Beyond stats and positions, Baerga and Ramirez had a few other things in common. Both are switch hitters who throw right handed and have a similar body shape and size as Baerga came in at 5’11” 165 lb while Ramirez is 5’9″ 165 lb (obviously, Baerga added a few more in his later years, which is where the Diamondbacks pic is from).
Often, the purpose of comparing players is to attempt to predict the future. This is where it almost always fails because nearly anything can happen in baseball. Of course, Baerga was dominant early in his career, winning two Silver Sluggers and going to three All-Star games by 26 years old. After that, he didn’t have another elite season although he would play through 2005 when he was 36 years old.
As Ramirez continues to play, his comparisons will become more accurate and less necessary as he makes a unique name for himself.
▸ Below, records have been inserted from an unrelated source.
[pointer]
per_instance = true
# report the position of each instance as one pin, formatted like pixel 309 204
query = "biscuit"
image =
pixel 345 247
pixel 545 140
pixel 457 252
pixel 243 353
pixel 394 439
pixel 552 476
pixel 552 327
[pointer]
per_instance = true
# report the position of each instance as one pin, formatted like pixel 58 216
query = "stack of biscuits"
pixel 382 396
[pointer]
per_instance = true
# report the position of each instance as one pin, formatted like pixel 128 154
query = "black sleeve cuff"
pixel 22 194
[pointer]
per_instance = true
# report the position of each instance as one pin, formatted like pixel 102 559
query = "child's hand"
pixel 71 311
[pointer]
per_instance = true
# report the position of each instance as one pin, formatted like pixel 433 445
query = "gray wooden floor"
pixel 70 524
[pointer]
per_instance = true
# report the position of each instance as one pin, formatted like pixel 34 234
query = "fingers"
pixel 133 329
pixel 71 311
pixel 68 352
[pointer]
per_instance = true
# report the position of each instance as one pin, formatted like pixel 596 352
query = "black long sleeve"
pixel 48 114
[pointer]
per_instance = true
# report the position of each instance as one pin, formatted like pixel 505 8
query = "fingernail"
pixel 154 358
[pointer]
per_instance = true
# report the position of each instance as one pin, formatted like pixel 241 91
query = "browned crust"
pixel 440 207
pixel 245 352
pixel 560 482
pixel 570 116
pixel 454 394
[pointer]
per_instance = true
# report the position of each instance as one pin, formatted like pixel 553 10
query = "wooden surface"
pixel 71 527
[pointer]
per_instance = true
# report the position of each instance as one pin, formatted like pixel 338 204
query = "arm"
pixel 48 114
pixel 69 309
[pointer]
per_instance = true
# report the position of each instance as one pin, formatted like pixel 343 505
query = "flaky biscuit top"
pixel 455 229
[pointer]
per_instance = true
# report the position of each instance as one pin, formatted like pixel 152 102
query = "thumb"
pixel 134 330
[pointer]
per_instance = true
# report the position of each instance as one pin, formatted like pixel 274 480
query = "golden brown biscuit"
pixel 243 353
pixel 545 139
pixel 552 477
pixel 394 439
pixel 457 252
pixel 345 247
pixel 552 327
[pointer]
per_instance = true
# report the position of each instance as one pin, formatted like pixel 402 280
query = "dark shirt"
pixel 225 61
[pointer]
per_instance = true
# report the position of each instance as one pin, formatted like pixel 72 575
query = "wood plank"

For the sake of one last one for now, however, my favorite player considered most similar to Ramirez at age 23 (not including this season) is former Indians third baseman Bill Bradley. For a modern player to compare to one who began his career in 1899 is interesting on it’s own and this one isn’t too far off. Bradley hit for a high average, had great power for a deadball hitter and stole a decent amount of bases for a corner infielder. During his 1902 season, which would correlate to Ramirez in 2017, he hit 11 home runs (the Cleveland Bronchos hit 33 as a team that year), 39 doubles, 12 triples and stole 11 bases while hitting .340 (MLB average was .267 compared to .241 so far in 2017). It isn’t too hard to imagine the modern equivalent of this season for Ramirez this year, especially since he has already hit four home runs and knocked in 15 in 14 games. Bradley would remain a dominant player through age 28 and an above average Major Leaguer through age 30.